若是如此,那他重生又有何意义?
除了让他知道文小二不可靠,宁染会发达外,竟是毫无帮助!
等等,他忽地坐起!
若是事情会起变化,那会不会宁染这一世会一直蹉跎下去,而他就是陪宁染空耗光阴。
这可怎么办?
自从重生后,他一直以为一切尽在掌握,他只用等着飞黄腾达就可以,谁知世事无常,到头来他还是可能一无所有。
一想到他有可能沦落到上一世的凄惨光景,或者跟宁染过一辈子苦日子,他就愁的睡不着了。
要是重来一世就是再遭次罪,他还不如长眠地下呢!
翻来覆去折腾了一宿没睡,第二日清早他就起来回家商量对策。
不管怎么说,宁染非要考科举在旁人眼里几乎等于失心疯,他必须回家告一状!
他爹娘听说也傻了,他娘半天没合上嘴,“是不是你把她逼得太紧,她着急想给你弄个官太太做?”

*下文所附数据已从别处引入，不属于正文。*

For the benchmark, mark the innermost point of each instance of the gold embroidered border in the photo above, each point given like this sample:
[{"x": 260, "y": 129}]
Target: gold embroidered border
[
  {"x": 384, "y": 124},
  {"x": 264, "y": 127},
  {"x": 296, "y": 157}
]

“不是我逼的,她那样子怎么可能考上科举?谁会逼她把钱往水里扔呢!”
“那你不也逼她去做买卖了吗?不是我说,宁染那个人性子直,脾气倔,说话又不中听,若是在军营打仗或许还适合,但你见哪个和气生财的买卖人是这样的?哎,既然她没那个命发达,那就踏踏实实种地吧,这也是咱庄稼人的命。”
他娘虽然这么说,他爹却不同意,“当家的,你没听红儿说嘛,宁染不肯踏实种地,她是非要把手头这几百两都糟蹋干净啊!到时让红儿跟她喝西北风吗?要我说你还是去劝劝宁染,宁染爹娘都没了,凡事不就得你劝着她嘛。”